Dockerizing a MERN App for Development and Production

Creating a Dockerfile for a single service usually isn't too bad. The example Dockerfile provided by the official guide for Node.js, Dockerizing a Node.js web app, can be copied almost exactly.

However, things start to get a little more complicated when we want to:

Create configurations for both development and production environments
Enable hot reloading in development (avoid needing Docker to re-build for every change)
Orchestrate connecting multiple services together (relevant for any web app with a frontend, backend, database, etc.)
Persist data in a database between runs (with Docker volumes)

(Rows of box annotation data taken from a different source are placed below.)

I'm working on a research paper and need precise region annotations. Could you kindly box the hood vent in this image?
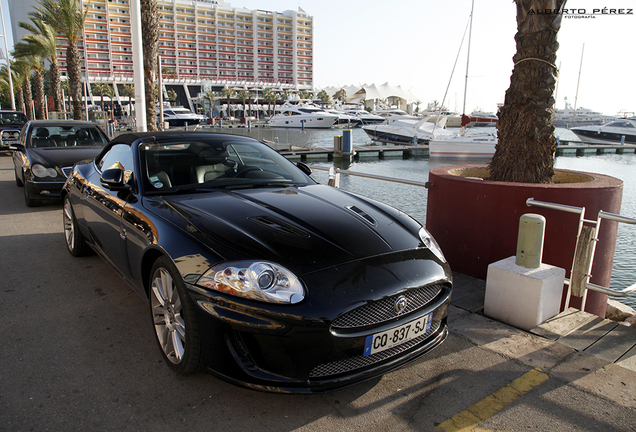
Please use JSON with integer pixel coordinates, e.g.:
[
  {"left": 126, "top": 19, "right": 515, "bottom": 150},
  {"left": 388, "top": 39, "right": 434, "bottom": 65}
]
[
  {"left": 347, "top": 206, "right": 378, "bottom": 226},
  {"left": 250, "top": 216, "right": 309, "bottom": 237}
]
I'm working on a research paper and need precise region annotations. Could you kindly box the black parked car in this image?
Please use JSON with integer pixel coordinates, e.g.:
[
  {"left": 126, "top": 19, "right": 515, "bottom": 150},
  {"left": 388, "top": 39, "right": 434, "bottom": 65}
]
[
  {"left": 10, "top": 120, "right": 108, "bottom": 207},
  {"left": 62, "top": 131, "right": 451, "bottom": 393},
  {"left": 0, "top": 110, "right": 27, "bottom": 151}
]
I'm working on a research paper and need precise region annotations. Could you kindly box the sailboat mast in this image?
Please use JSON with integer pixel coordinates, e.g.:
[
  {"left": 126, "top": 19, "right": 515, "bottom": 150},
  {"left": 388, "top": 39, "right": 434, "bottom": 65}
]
[
  {"left": 462, "top": 0, "right": 475, "bottom": 114},
  {"left": 574, "top": 44, "right": 585, "bottom": 117}
]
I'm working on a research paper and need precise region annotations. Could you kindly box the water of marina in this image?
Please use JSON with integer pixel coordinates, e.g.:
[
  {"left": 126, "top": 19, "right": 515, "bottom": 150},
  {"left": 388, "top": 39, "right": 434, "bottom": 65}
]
[{"left": 212, "top": 128, "right": 636, "bottom": 308}]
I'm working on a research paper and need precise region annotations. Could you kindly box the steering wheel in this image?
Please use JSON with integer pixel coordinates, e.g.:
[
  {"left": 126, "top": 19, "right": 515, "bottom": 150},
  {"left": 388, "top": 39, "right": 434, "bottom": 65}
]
[{"left": 236, "top": 167, "right": 263, "bottom": 177}]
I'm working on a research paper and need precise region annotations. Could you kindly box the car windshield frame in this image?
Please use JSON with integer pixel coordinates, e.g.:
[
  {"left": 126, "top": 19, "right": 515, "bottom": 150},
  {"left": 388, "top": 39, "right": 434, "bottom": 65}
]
[
  {"left": 26, "top": 123, "right": 109, "bottom": 149},
  {"left": 136, "top": 134, "right": 316, "bottom": 195}
]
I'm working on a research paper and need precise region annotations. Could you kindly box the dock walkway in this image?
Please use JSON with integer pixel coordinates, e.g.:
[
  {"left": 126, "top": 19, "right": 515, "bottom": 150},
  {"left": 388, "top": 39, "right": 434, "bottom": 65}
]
[
  {"left": 451, "top": 273, "right": 636, "bottom": 371},
  {"left": 267, "top": 141, "right": 636, "bottom": 161}
]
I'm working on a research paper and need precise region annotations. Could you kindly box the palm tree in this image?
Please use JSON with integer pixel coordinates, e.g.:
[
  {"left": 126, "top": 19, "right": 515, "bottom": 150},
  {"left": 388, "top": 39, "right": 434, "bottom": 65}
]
[
  {"left": 317, "top": 89, "right": 331, "bottom": 103},
  {"left": 91, "top": 83, "right": 110, "bottom": 112},
  {"left": 119, "top": 84, "right": 135, "bottom": 115},
  {"left": 31, "top": 0, "right": 88, "bottom": 119},
  {"left": 0, "top": 61, "right": 26, "bottom": 113},
  {"left": 19, "top": 16, "right": 62, "bottom": 112},
  {"left": 237, "top": 90, "right": 252, "bottom": 117},
  {"left": 13, "top": 41, "right": 45, "bottom": 120},
  {"left": 221, "top": 86, "right": 236, "bottom": 117},
  {"left": 141, "top": 0, "right": 159, "bottom": 131},
  {"left": 201, "top": 89, "right": 216, "bottom": 118},
  {"left": 333, "top": 89, "right": 347, "bottom": 103},
  {"left": 263, "top": 88, "right": 278, "bottom": 116},
  {"left": 490, "top": 0, "right": 566, "bottom": 183}
]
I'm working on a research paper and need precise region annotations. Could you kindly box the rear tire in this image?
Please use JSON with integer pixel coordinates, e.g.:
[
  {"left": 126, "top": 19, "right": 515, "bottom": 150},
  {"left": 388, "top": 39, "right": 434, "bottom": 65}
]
[
  {"left": 62, "top": 196, "right": 90, "bottom": 257},
  {"left": 150, "top": 257, "right": 205, "bottom": 375}
]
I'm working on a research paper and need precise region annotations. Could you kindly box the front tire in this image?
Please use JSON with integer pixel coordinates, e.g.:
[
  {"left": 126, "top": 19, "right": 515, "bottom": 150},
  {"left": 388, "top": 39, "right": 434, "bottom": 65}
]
[
  {"left": 22, "top": 179, "right": 39, "bottom": 207},
  {"left": 150, "top": 257, "right": 205, "bottom": 375},
  {"left": 63, "top": 196, "right": 89, "bottom": 257}
]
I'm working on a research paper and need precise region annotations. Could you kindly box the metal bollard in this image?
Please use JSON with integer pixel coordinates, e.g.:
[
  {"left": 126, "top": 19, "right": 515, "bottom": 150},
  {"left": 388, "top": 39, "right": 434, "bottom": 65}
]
[{"left": 515, "top": 213, "right": 545, "bottom": 268}]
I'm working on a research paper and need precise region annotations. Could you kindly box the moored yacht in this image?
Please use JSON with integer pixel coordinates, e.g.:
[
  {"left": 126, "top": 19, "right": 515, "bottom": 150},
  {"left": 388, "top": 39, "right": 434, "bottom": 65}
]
[
  {"left": 362, "top": 118, "right": 451, "bottom": 145},
  {"left": 267, "top": 102, "right": 338, "bottom": 128},
  {"left": 343, "top": 109, "right": 385, "bottom": 125},
  {"left": 570, "top": 117, "right": 636, "bottom": 144}
]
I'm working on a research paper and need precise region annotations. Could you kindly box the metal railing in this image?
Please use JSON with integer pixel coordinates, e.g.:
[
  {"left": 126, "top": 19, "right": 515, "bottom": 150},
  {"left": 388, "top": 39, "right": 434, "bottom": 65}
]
[
  {"left": 526, "top": 198, "right": 636, "bottom": 310},
  {"left": 308, "top": 165, "right": 429, "bottom": 189}
]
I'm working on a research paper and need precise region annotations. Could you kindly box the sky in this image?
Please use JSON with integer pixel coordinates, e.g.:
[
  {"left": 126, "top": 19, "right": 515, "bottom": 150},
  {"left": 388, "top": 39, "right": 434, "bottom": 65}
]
[{"left": 2, "top": 0, "right": 636, "bottom": 115}]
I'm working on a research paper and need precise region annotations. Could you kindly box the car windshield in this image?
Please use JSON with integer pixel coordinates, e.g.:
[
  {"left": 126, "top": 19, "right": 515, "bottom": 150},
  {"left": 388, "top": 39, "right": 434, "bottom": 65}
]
[
  {"left": 0, "top": 112, "right": 27, "bottom": 126},
  {"left": 139, "top": 136, "right": 314, "bottom": 194},
  {"left": 30, "top": 125, "right": 108, "bottom": 147}
]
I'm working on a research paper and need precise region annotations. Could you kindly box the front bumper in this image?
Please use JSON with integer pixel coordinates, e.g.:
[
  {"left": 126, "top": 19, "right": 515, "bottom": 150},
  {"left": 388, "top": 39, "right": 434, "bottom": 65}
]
[
  {"left": 191, "top": 250, "right": 451, "bottom": 393},
  {"left": 24, "top": 179, "right": 65, "bottom": 200}
]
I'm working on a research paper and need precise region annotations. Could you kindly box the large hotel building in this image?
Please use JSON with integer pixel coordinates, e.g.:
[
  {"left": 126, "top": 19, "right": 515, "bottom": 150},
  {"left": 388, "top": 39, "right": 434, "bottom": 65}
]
[{"left": 9, "top": 0, "right": 314, "bottom": 109}]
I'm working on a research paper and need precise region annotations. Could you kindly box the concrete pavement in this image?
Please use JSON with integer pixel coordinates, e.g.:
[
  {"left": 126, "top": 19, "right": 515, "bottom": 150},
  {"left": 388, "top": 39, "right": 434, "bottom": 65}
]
[{"left": 0, "top": 153, "right": 636, "bottom": 432}]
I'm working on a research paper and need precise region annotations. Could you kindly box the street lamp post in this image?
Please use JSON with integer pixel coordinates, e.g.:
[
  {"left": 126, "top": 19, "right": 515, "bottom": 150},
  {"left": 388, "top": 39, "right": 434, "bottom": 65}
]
[{"left": 0, "top": 2, "right": 15, "bottom": 110}]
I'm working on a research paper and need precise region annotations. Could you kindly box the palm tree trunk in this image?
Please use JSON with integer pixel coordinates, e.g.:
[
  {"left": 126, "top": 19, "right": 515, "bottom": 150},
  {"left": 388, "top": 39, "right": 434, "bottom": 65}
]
[
  {"left": 66, "top": 43, "right": 82, "bottom": 120},
  {"left": 33, "top": 71, "right": 46, "bottom": 120},
  {"left": 141, "top": 0, "right": 159, "bottom": 131},
  {"left": 490, "top": 0, "right": 566, "bottom": 183},
  {"left": 23, "top": 76, "right": 35, "bottom": 120},
  {"left": 49, "top": 61, "right": 62, "bottom": 112}
]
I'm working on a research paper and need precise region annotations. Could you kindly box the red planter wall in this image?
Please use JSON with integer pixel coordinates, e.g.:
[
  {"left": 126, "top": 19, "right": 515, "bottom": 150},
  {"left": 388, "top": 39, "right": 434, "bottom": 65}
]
[{"left": 426, "top": 165, "right": 623, "bottom": 316}]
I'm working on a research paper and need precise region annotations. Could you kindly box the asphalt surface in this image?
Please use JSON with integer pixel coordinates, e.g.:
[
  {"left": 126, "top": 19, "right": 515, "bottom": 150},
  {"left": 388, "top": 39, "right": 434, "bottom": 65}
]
[{"left": 0, "top": 153, "right": 636, "bottom": 432}]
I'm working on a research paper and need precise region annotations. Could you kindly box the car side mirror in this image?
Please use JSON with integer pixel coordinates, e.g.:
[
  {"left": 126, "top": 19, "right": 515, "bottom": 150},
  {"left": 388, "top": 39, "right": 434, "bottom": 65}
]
[
  {"left": 296, "top": 162, "right": 311, "bottom": 175},
  {"left": 99, "top": 168, "right": 128, "bottom": 191}
]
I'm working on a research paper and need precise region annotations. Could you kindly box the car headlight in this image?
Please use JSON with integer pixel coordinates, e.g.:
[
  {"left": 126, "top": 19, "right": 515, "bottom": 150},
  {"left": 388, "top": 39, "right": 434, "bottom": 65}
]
[
  {"left": 419, "top": 227, "right": 446, "bottom": 262},
  {"left": 197, "top": 261, "right": 305, "bottom": 304},
  {"left": 31, "top": 164, "right": 57, "bottom": 178}
]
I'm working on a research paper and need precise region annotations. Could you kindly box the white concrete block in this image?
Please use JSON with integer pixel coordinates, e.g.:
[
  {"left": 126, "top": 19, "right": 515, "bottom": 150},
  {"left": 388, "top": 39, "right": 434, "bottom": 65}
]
[{"left": 484, "top": 256, "right": 565, "bottom": 330}]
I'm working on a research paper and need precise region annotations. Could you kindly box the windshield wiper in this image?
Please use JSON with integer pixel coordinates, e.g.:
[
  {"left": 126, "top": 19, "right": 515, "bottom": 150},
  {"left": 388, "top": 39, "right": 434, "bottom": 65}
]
[{"left": 224, "top": 182, "right": 302, "bottom": 190}]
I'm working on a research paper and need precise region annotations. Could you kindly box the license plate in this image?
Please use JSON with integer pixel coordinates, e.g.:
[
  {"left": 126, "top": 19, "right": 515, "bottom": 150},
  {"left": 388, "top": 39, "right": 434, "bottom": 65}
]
[{"left": 364, "top": 313, "right": 433, "bottom": 357}]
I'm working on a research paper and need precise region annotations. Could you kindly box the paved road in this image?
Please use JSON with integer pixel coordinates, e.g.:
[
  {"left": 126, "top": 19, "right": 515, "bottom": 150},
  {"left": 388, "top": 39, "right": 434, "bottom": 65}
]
[{"left": 0, "top": 153, "right": 636, "bottom": 432}]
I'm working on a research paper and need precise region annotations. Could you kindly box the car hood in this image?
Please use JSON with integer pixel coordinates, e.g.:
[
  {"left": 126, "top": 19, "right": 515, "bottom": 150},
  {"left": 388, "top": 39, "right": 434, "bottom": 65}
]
[
  {"left": 145, "top": 185, "right": 422, "bottom": 274},
  {"left": 28, "top": 146, "right": 104, "bottom": 168}
]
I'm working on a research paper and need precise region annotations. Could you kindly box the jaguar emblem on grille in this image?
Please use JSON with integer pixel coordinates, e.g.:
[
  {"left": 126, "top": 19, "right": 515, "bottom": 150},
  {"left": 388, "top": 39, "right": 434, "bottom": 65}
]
[{"left": 393, "top": 296, "right": 406, "bottom": 315}]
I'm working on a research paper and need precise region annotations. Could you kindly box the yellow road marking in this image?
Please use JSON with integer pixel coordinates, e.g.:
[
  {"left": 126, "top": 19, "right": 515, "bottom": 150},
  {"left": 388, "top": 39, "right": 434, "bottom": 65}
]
[{"left": 435, "top": 368, "right": 549, "bottom": 432}]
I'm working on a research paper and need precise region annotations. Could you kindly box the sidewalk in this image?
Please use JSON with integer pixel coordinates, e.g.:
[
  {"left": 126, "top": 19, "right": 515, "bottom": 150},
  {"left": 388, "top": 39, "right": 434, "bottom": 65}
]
[{"left": 449, "top": 274, "right": 636, "bottom": 407}]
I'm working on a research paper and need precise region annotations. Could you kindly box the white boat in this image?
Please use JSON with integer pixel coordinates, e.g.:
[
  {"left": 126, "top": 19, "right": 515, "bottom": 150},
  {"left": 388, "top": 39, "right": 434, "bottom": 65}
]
[
  {"left": 552, "top": 100, "right": 616, "bottom": 128},
  {"left": 362, "top": 117, "right": 452, "bottom": 145},
  {"left": 429, "top": 1, "right": 499, "bottom": 158},
  {"left": 267, "top": 101, "right": 338, "bottom": 129},
  {"left": 428, "top": 128, "right": 497, "bottom": 158},
  {"left": 374, "top": 109, "right": 420, "bottom": 123},
  {"left": 570, "top": 117, "right": 636, "bottom": 144},
  {"left": 343, "top": 109, "right": 386, "bottom": 125},
  {"left": 157, "top": 107, "right": 208, "bottom": 126}
]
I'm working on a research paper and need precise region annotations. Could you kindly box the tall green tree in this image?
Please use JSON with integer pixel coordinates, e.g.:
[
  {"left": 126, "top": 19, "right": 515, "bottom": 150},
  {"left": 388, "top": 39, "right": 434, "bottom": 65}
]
[
  {"left": 13, "top": 45, "right": 45, "bottom": 120},
  {"left": 490, "top": 0, "right": 566, "bottom": 183},
  {"left": 140, "top": 0, "right": 159, "bottom": 131},
  {"left": 19, "top": 16, "right": 62, "bottom": 112},
  {"left": 317, "top": 89, "right": 331, "bottom": 103},
  {"left": 221, "top": 86, "right": 236, "bottom": 117},
  {"left": 202, "top": 89, "right": 216, "bottom": 118},
  {"left": 263, "top": 87, "right": 278, "bottom": 116},
  {"left": 31, "top": 0, "right": 88, "bottom": 119}
]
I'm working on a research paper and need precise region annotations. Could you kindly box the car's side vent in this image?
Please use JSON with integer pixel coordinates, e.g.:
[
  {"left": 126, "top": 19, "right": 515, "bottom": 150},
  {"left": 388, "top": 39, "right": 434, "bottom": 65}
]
[
  {"left": 250, "top": 216, "right": 309, "bottom": 237},
  {"left": 347, "top": 206, "right": 378, "bottom": 226}
]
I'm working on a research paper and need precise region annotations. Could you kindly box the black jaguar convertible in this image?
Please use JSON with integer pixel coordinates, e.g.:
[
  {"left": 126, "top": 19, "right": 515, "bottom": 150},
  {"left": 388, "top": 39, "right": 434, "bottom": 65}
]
[{"left": 62, "top": 131, "right": 452, "bottom": 393}]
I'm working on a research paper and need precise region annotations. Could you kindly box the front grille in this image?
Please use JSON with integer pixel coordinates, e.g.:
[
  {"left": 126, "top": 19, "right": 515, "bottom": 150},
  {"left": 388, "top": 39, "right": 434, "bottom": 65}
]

The app I'll be using as an example can be found here: https://github.com/zzzachzzz/zzzachzzz.github.io/tree/2ab6f0b10606162a57b946461c4dae74e2a295d5
I will also include the various Docker files in this post.

Edit (Feb. 15, 2021)
Yep, that's the source code for this site, at a prior commit. The site has since been migrated to Next.js with static site generation. To learn more about that, see the post:
Going Truly Serverless with Next.js Static Site Generation

To Dockerize a React app, we'll definitely want a config for development, and production. In development, webpack-dev-server (npm run [start|react-scripts-start] in CRA) will be used with hot-reloading. In production, there are multiple ways to go about it, but I'll be using Nginx to serve the bundle, and proxying /api requests to the Express app.

frontend/Dockerfile.dev:

FROM node:14
WORKDIR /usr/src/frontend
COPY package*.json ./
RUN npm install
EXPOSE 3000
CMD ["npm", "run", "start"]

One thing to note for proxying requests in development. If using CRA, you've likely set "proxy": "http://localhost:<port>" in package.json before, to proxy requests from React to a server, like Express. When running the frontend and the backend in separate Docker containers, they don't share the same localhost. Instead, we need to provide the network address created by Docker to connect the two together. You'll see more of this in later steps involving the Docker Compose .yml files, but as far as Webpack is concerned, we'll need to provide it a config file for the proxy:

frontend/src/setupProxy.js:

const { createProxyMiddleware } = require('http-proxy-middleware');

const EXPRESS_HOST = process.env.EXPRESS_HOST || 'localhost';

module.exports = function(app) {
  app.use(
    '/api',
    createProxyMiddleware({
      target: `http://${EXPRESS_HOST}:5000`
    })
  );
};

Since I don't know of a way to embed an environment variable in the package.json file, this more advanced setupProxy.js file is necessary. Notice the environment variable EXPRESS_HOST. We will provide this variable to our Docker container, through our Docker Compose config. More on the above proxy config here: https://create-react-app.dev/docs/proxying-api-requests-in-development/#configuring-the-proxy-manually

frontend/Dockerfile.prod:

FROM node:14 as builder
WORKDIR /usr/src/frontend
COPY package*.json ./
RUN npm install
COPY . .
RUN npm run build

FROM nginx
COPY --from=builder /usr/src/frontend/build /usr/share/nginx/html
COPY nginx.conf /etc/nginx/conf.d/
EXPOSE 8080
CMD ["nginx", "-g", "daemon off;"]

This is considered a multi-stage Docker build, due to the multiple FROM statements. We build our Webpack bundle, beginning from the node:14 base image, and then switch to the nginx base image to serve that Webpack bundle. Notice the line COPY nginx.conf /etc/nginx/conf.d/, which refers to a nginx.conf file I keep in Git.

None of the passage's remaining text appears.